Comments are welcome as usual, but for the WEP Challenge, the following applies:
Word Count 999: MPA
(FCA welcome – if you want to send one, just let me know in the comments.)
This Insecure Writer’s Support Groupmonthly blog post is a few hours late as I’ve been dealing with the backlog from November, primarily from NaNoWriMo. But more about that at the end.
First, the IWSG post which got me thinking – in a lateral way.
December 5 question – What are five objects we’d find in your writing space?
Clutter – where do I start?
In fact, my space is organised clutter as I know where everything is when I need it – I just forget to take the pills sitting in front of me. There’s the usual computer-related paraphernalia, notebooks with writing projects and piles of books including – but not limited to – writing guides. Okay, there are my gaming notes as well.
However, my five are indicative of my writing life:
Water jug – as keeping my body refreshed after my coffee fix is important. Water is the better fluid for this body although, the Brit part of me likes a cup of tea.
Spiro-meter – as my MS health problems include breathing – and talking sense – and… Well, the hospital gave this to me, and I’m meant to use it every to keep my lungs active – or something. I don’t use it enough though.
Union Jack dart – from the stepson that helps around the garden as it is a reminder of my nationality.

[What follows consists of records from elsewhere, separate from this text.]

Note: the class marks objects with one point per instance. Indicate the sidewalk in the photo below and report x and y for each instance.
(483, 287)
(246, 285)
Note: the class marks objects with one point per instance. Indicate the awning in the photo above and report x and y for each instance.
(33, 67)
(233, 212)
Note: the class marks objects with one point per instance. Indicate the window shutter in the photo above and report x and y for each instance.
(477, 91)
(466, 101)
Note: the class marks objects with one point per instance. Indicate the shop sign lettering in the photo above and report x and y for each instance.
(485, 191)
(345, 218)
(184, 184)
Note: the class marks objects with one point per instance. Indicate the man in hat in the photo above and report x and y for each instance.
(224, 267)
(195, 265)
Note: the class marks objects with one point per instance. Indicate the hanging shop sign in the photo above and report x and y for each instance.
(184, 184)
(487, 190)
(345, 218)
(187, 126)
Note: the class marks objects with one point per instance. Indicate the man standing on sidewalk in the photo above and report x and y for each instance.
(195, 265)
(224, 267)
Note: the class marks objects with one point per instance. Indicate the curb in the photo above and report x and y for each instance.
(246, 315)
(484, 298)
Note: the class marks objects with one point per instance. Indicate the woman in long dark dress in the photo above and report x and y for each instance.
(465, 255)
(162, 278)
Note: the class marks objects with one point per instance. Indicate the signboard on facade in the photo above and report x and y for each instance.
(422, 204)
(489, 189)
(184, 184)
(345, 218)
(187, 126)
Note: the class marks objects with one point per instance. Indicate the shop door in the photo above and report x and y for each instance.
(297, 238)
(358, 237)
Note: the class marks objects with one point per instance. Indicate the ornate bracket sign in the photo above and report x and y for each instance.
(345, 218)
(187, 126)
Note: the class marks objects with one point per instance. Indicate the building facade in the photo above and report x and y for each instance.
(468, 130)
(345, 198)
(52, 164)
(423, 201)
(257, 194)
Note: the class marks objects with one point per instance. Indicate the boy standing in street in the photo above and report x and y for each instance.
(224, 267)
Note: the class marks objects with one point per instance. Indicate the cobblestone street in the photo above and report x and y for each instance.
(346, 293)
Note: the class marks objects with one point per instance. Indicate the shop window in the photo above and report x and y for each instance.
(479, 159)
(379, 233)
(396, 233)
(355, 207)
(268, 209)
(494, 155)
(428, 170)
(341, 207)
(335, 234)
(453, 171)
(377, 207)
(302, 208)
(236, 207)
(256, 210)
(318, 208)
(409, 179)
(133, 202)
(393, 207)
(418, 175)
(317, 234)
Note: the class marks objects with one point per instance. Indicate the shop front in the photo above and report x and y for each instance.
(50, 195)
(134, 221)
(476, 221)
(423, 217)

Dog treats – as they need attention at key writing moments. Feed the muse, I say. (We now have two kittens as well – for the dogs to chase).

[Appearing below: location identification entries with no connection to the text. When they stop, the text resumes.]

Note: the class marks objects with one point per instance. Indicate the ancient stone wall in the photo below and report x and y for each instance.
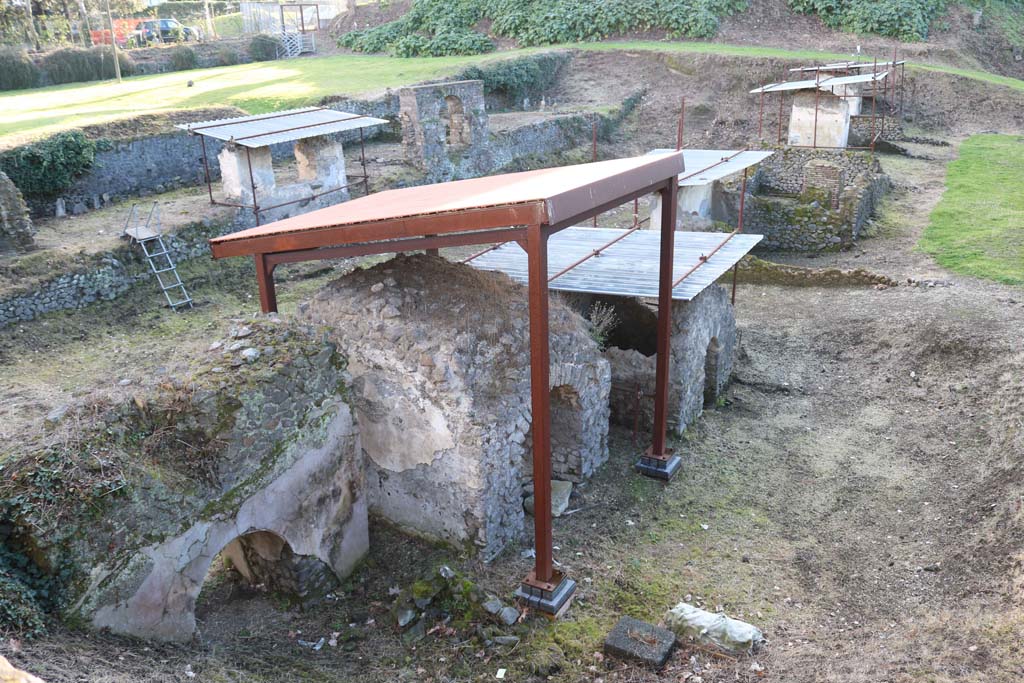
(821, 120)
(259, 440)
(439, 357)
(704, 348)
(156, 164)
(861, 129)
(15, 227)
(443, 126)
(101, 276)
(784, 171)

Snowdon – or rather a blown-up photo of the view from our old house in Wales. The reminder of where my heart is, where my police procedural series is set, and where I need to go once this post is written.
Five – so, that’s all folks. Okay, one more: Method Acting for Writers by Lisa Hall-Wilson. My highly recommended writing guru/guide as I’m learning how to write Deep Point of View. Here’s the reviewI wrote recently.
Purpose of IWSG: To share and encourage. Writers can express doubts and concerns without fear of appearing foolish or weak. Those who have been through the fire can offer assistance and guidance. It’s a safe haven for insecure writers of all kinds!
Every month, we announce a question that members can answer in their IWSG post. These questions may prompt you to share advice, insight, a personal experience or story. Include your answer to the question in your IWSG post or let it inspire your post if you are struggling with something to say.
Posting: The first Wednesday of every month is officially Insecure Writer’s Support Group day. Post your thoughts on your own blog. Talk about your doubts and the fears you have conquered. Discuss your struggles and triumphs. Offer a word of encouragement for others who are struggling. Visit others in the group and connect with your fellow writer – aim for a dozen new people each time – and return comments. This group is all about connecting!
Let’s rock the neurotic writing world!
Our Twitter handle is @TheIWSG and hashtag is #IWSG
NaNoWriMo – #NaNoWinner2018. This was my fifth win since 2011, although I also forgot to validate another two years. So, just one year when I wrote nothing.
This year, I was aiming to get the first draft down for Fevered Few, a collection of shorts within a framing device. The ‘collection’ deals with the backstory for the main protagonist in the Snowdon Shadows series. Plotting in advance helped immensely, although trying to fit writing around screaming great-grand-kids was frustrating as my MS-ravaged brain doesn’t handle noise or interruptions.
However, I scraped past the 50k target by the end of November. But the draft was unfinished, so I’ve had to spend the last few days writing the closing chapters. And the ‘collection’ has evolved into a novel – the first book in the Snowdon Shadow series.
Now, I’ll leave it for about a month – to ‘marinade’ – then return to it in the New Year and tackle the daunting editing-revision phase. My insecurity phase.